Another trend is that the need for lifelong learning is increasing as businesses are evolving rapidly.

Editior's note: 

With more and more Chinese students and entrepreneurs attending business schools in the West, and especially in the US, they bring with them experiences and perspectives that enrich the Western view of Asian business practices. Darden School of Business at the University of Virginia is one such example. Over the years it has seen the number of its Chinese students multiply. Dean Scott Beardsley of Darden sat down recently with Shanghai Daily reporter Ni Tao to discuss these issues.

Q: How has the strong demand for quality business education from China changed the way business schools operate in the West?

A: China is one of the most important economies in the world. The rise of China has become a priority for all business schools including Darden.

So for example, if you look at 25 years ago, how many Chinese students were coming to Darden? The number was very small. Today it’s almost 10 percent. We have about 30 students in each of our classes, both first and second year, from China. A lot of them won scholarships. So now China is a regular place where we recruit students. By comparison, 25 years ago, not many Chinese students would look to study at a business school like Darden or even other business schools.

China now is very relevant for all business schools. And we have a great relationship with China, as well as a very active, successful alumni base here.

Q: What are the trends in global business education?

A: There are lots of trends.

First, elite business education is becoming more and more global. I think there is a discontinuity brought on by technology, where an increasing number of courses or tools for teaching are happening with technology.

Millennial students have higher expectations for personalization and for what they can get out of school. The way we see it at Darden is that we think of students as a segment of one. Each person has their unique aspirations for their own development. And we are trying to help every individual to achieve what they want to achieve.

Another trend is that the need for lifelong learning is increasing as businesses are evolving rapidly. So getting a graduate business degree is a starting point, but you need to retool yourself throughout your life.

Another comment I would make is that if you look at business schools globally, it’s a very competitive market, and there’s kind of an arms race going on to attract the best and brightest students.

There is a tremendous amount of infrastructure, quality campuses and philanthropy required to become a top business school.

As a result, I think strong business schools are getting stronger.

Q: With businesses from China and East Asia increasingly making a presence felt across the world, their practices have been studied more and more closely. How much of Darden’s curriculum now has a China or Asian-specific context?

A: Again I don’t have the percentage but every year we bring our students to China and to other Asian countries, so on and so forth. Every Darden student has the opportunity to study abroad as part of what we call the “Darden Worldwide Course.” We also have case studies that are set in other countries (outside the US). We try to ensure that the cases we teach represent the global economy.

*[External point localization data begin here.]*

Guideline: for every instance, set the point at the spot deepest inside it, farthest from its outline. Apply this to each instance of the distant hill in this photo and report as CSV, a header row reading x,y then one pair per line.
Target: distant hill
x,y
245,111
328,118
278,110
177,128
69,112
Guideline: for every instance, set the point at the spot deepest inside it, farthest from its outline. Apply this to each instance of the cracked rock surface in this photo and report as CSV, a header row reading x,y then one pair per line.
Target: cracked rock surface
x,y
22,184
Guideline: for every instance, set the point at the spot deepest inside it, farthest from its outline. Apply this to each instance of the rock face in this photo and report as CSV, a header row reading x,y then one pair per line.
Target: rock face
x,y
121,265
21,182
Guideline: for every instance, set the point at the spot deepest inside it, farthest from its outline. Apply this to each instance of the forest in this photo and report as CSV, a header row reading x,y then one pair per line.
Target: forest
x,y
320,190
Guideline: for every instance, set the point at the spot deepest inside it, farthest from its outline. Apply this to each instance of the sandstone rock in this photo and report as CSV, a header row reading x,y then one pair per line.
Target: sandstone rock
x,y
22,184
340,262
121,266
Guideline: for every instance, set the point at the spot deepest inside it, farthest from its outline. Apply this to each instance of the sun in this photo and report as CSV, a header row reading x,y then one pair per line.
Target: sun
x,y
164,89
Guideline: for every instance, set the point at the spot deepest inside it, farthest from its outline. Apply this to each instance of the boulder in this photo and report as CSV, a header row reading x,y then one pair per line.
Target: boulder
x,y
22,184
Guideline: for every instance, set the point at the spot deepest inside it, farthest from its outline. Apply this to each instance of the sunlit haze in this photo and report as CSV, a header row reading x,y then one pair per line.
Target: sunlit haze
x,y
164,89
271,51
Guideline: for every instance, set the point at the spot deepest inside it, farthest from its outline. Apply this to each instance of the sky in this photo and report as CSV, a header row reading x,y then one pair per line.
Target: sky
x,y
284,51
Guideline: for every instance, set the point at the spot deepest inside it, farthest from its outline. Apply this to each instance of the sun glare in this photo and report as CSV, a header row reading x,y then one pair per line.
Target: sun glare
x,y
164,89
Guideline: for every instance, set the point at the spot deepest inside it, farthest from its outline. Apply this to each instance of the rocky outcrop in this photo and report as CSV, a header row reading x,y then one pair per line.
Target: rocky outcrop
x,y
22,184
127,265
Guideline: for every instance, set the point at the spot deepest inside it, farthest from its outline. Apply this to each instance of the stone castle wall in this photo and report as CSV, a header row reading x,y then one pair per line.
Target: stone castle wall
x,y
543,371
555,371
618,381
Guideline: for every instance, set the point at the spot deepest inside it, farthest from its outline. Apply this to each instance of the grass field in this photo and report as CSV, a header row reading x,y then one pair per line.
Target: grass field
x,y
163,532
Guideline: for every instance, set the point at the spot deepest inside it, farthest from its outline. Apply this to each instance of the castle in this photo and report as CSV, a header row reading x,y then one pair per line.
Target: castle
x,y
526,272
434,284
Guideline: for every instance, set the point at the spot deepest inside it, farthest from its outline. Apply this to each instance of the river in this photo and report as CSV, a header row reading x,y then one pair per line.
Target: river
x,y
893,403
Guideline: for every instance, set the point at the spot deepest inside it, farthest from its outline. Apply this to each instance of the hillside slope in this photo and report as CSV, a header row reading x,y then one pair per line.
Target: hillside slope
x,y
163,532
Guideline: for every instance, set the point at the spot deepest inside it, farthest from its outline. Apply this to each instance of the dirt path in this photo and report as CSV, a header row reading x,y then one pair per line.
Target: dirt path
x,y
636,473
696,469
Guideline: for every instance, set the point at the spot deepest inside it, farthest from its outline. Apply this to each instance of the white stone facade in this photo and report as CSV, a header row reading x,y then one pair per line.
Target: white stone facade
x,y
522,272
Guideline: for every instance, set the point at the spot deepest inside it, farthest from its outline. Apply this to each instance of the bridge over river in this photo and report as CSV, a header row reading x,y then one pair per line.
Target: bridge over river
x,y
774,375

Another way of ensuring an Asian context in the classroom is that many students are from Asia. Since we are a case-method school, there’s discussion in every class. As a result, all the students bring their experience into the classroom. So the Asian experience is present in every single class.

Q: Chinese business schools are catching up fast, closing in on their foreign counterparts. Does this mean the superiority of Western schools is being steadily eroded?

A: Competition among business schools is global, and competition is good. What I believe is that more American students should study in China, and more Chinese students should study in the US, because by living in another culture, you learn.

I don’t view universities as always substitutes; I view them as complementary.

It’s great that China is investing in top business schools.

Meanwhile, it is important for American students to study in other countries.

Business is global, and getting yourself out of your home country is an important learning experience.

Business schools are improving all over the world, and I celebrate the fact that competition is making them better.

So it is not a matter of one being better than the other. Instead, they are all improving each other, kind of like the World Cup soccer right now.

Everybody is trying to lift their game.